Questions on consumer lending:
- Many banks indicated they tightened lending standards for credit card and other consumer loans during the third quarter.
- A moderate number of banks also reported stricter standards for auto loans.
- Banks have mainly tightened the terms on credit card loans, including credit limits and lending to customers not meeting credit score thresholds.
- There was a significant increase in the number of banks requiring higher minimum credit scores and charging wider interest rate spreads for credit card loans.
- Terms for auto loans were similarly tightened, with many banks increasing interest rate spreads and a moderate number tightening lending to customers not meeting credit scores.
- For other consumer loans, there was a significant widening of interest rate spreads, more stringent credit score criteria, and some banks raised the minimum payment amounts.
- There was a significant decrease in demand reported for auto and other consumer loans, while a modest decrease was noted for credit card loans.
Special Questions on Banks’ Credit Card and Auto Lending Policies:
- Banks are now less likely to approve both credit card and auto loan applications for borrowers with FICO scores of 620.
- There is a decreased likelihood of approving credit card loans for borrowers with FICO scores of 680.
- Banks are significantly less likely to approve auto loan applications for borrowers with FICO scores of 680.
- A small number of banks indicated a greater likelihood of approving credit card applications for borrowers with FICO scores of 720.
- The probability of approving auto loans for borrowers with a FICO score of 720 has not changed significantly since the start of the year.
Special Question on Banks’ Reasons for Changing Standards over 2023:Q3:
- Major reasons for tightening loan standards included an uncertain economic outlook, increased risk aversion, and deteriorating loan credit quality.
- Banks also tightened loan terms due to concerns over funding costs, declining collateral values, and potential negative effects of legislative or regulatory changes.

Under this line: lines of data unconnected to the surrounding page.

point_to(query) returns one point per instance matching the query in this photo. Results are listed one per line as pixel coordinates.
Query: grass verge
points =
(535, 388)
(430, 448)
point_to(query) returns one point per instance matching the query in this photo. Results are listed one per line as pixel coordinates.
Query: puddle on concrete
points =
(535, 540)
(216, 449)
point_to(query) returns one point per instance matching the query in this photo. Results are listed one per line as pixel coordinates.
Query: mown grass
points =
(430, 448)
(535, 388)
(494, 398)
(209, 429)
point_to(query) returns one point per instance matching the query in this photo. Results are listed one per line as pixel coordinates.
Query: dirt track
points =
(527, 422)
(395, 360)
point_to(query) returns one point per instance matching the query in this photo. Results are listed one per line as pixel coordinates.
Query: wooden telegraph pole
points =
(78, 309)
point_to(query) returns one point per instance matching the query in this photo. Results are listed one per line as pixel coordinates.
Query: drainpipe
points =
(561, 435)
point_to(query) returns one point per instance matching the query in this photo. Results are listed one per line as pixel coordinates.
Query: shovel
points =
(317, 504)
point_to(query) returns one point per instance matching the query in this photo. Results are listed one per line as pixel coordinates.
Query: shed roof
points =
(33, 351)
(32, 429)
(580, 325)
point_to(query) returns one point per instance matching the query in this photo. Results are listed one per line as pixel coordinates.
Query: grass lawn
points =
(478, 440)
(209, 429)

- Worries about deposit outflows and the intention to improve liquidity positions were additional causes for stricter lending criteria.
- Banks that eased lending standards cited improved loan credit quality and a more stable or positive economic outlook as reasons.
- Non-large banks commonly mentioned deposit outflows, funding costs, liquidity concerns, and declines in market value of fixed assets as tightening factors.
- Foreign banks attributed tightening standards to an unfavorable economic outlook, collateral value deterioration, risk tolerance reduction, loan credit quality decline, and secondary market sale difficulties.
- Banks reported tighter lending standards and reduced demand for commercial, industrial, and real estate loans in Q3 2023.
- Residential real estate lending saw increased restrictions, excluding government mortgages, and demand weakened across all categories.
- There was tighter scrutiny for credit card, auto, and other consumer loan applications, especially for those with lower FICO scores.
- Economic uncertainty, a higher risk aversion, and deteriorating loan quality were principal reasons for stricter lending standards.
- Smaller banks and foreign banks reported more tightening of terms compared to larger banks, with various concerns like deposit outflows and liquidity issues.
- For commercial and industrial loans, weaker demand was linked to reduced investment and operational funding needs.
- Consumer loan demand decreased significantly, with banks imposing higher credit score requirements and wider interest rate spreads.